David Applestein, Washington, D.C., for plaintiffs.
George M. Lilly, Washington, D.C., of the bar of the Supreme Court of North Carolina, admitted pro hac vice for the purposes of this case, and Ellen Lee Park, Asst. U.S. Atty., Washington, D.C., for defendant Herman Adler.
M.S. Mazzuchi, Washington, D.C., for intervening defendants.
On March 3, 1966, this Court ordered that a Compensation Order of February 18, 1965, issued by the defendant Deputy Commissioner, which rejected a claim for death benefits in Case No. 14413-3, be vacated and set aside. The Court remanded the case to the Deputy Commissioner for further consideration "in line with the opinion of this Court and the opinion of the Court of Appeals in Howell v. Einbinder [121 U.S.App.D.C. 312], 350 F.2d 442 (1965)."

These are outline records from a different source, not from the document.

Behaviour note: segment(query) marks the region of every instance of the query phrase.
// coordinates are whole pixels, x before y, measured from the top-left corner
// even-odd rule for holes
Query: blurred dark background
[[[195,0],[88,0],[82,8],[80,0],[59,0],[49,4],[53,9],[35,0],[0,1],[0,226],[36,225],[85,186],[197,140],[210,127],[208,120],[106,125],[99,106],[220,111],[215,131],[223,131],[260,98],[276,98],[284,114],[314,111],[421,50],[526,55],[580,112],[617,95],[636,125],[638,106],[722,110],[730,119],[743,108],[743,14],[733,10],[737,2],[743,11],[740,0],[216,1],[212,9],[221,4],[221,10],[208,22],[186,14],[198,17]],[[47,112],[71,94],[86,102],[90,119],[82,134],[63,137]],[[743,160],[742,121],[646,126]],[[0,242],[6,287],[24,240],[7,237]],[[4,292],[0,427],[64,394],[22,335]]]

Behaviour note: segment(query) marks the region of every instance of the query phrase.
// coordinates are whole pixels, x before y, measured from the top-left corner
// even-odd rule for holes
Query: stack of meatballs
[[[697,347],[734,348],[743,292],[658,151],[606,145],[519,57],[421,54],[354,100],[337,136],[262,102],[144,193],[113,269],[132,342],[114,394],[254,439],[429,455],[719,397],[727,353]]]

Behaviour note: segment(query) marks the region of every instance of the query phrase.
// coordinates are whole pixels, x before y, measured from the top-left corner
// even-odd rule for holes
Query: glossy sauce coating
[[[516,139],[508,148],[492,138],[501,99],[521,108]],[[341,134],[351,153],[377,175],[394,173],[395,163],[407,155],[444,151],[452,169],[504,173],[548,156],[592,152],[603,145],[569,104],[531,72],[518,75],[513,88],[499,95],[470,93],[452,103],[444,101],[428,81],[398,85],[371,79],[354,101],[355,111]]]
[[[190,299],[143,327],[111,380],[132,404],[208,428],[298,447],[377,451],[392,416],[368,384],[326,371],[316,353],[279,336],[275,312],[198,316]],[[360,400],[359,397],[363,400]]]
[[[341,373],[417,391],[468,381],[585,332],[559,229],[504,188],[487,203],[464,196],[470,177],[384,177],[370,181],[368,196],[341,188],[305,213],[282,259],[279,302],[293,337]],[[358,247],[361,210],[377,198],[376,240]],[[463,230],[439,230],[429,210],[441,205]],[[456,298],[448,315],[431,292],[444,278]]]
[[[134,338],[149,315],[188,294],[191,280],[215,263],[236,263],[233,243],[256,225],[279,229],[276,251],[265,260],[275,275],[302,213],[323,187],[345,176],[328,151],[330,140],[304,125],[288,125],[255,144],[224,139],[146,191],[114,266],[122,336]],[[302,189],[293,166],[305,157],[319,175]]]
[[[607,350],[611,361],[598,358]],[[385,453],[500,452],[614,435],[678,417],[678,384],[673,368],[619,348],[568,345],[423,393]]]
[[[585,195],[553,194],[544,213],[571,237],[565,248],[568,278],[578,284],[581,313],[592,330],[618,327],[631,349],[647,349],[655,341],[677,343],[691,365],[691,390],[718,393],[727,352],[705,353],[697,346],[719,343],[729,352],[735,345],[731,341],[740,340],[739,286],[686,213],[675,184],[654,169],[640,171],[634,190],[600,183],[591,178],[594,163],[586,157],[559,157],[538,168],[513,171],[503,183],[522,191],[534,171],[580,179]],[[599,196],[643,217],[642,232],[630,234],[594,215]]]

The claim for death benefits was filed under the Longshoremen's and Harbor Workers' Compensation Act, 44 Stat. 1424 (1927), as amended, 33 U.S.C. § 901 to 950, made applicable to the District of Columbia by the Act of May 17, 1928, 45 Stat. 600 (1928), D.C. Code § 36-501 to 36-502 (1961 ed.).
On remand, the Deputy Commissioner reiterated and in effect reaffirmed his previous decision, whereupon the complainants renewed their motion for summary judgment.
The Court has reviewed the record again and has concluded that the complainants' motion for summary judgment should be granted for the reasons set forth below. The case is remanded to the Deputy Commissioner with instructions to enter an order granting compensation to complainants, the widow and children of William O. Steele.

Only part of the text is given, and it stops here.